Question

1. teddy factored the polynomial below. his work is shown. did teddy make a mistake? if so, explain how he could correct his work with at least one complete sentence. problem: $32a^{5}b^{4} - 48a^{4}b^{3} + 80a^{3}b^{2}$ answer: $8a^{3}b^{2}(4a^{2}b^{2} - 6ab + 10)$

Explanation:

Step1: Identify GCF of coefficients

Find GCF of 32, 48, 80:
Factors of 32: $1,2,4,8,16,32$
Factors of 48: $1,2,3,4,6,8,12,16,24,48$
Factors of 80: $1,2,4,5,8,10,16,20,40,80$
GCF = $16$

Step2: Identify GCF of $a$-terms

For $a^5, a^4, a^3$, GCF = $a^3$

Step3: Identify GCF of $b$-terms

For $b^4, b^3, b^2$, GCF = $b^2$

Step4: Compute full GCF

Full GCF = $16a^3b^2$

Step5: Verify Teddy's factoring

Teddy used $8a^3b^2$ as the GCF. Divide each term by the correct GCF:
$\frac{32a^5b^4}{16a^3b^2}=2a^2b^2$
$\frac{-48a^4b^3}{16a^3b^2}=-3ab$
$\frac{80a^3b^2}{16a^3b^2}=5$

Answer:

Yes, Teddy made a mistake.

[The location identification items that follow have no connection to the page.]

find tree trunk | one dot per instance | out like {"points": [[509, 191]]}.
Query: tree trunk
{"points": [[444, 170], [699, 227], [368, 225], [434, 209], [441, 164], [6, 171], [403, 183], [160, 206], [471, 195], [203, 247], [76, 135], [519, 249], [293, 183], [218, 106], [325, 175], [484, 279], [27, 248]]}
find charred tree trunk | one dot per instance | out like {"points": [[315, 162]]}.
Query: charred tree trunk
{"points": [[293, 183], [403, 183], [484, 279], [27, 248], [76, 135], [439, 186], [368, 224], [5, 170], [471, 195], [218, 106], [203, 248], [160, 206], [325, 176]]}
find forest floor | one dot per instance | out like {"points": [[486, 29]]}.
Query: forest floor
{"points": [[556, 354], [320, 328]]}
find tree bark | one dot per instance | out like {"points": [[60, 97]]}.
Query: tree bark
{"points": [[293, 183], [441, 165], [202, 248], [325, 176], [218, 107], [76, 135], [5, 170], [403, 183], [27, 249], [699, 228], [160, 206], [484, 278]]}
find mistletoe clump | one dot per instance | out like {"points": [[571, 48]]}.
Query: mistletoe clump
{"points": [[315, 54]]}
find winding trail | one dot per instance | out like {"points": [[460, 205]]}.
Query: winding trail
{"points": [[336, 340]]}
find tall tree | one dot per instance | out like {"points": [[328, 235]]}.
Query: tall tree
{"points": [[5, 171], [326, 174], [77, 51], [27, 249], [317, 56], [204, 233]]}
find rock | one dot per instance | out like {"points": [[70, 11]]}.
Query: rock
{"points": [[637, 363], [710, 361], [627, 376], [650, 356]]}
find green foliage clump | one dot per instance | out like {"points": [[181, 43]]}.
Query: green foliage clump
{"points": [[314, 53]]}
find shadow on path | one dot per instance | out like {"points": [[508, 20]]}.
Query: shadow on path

He used an incomplete greatest common factor (GCF): he used $8a^3b^2$ instead of the full GCF $16a^3b^2$. To correct his work, he should factor out $16a^3b^2$ instead, resulting in the fully factored form $16a^3b^2(2a^2b^2 - 3ab + 5)$.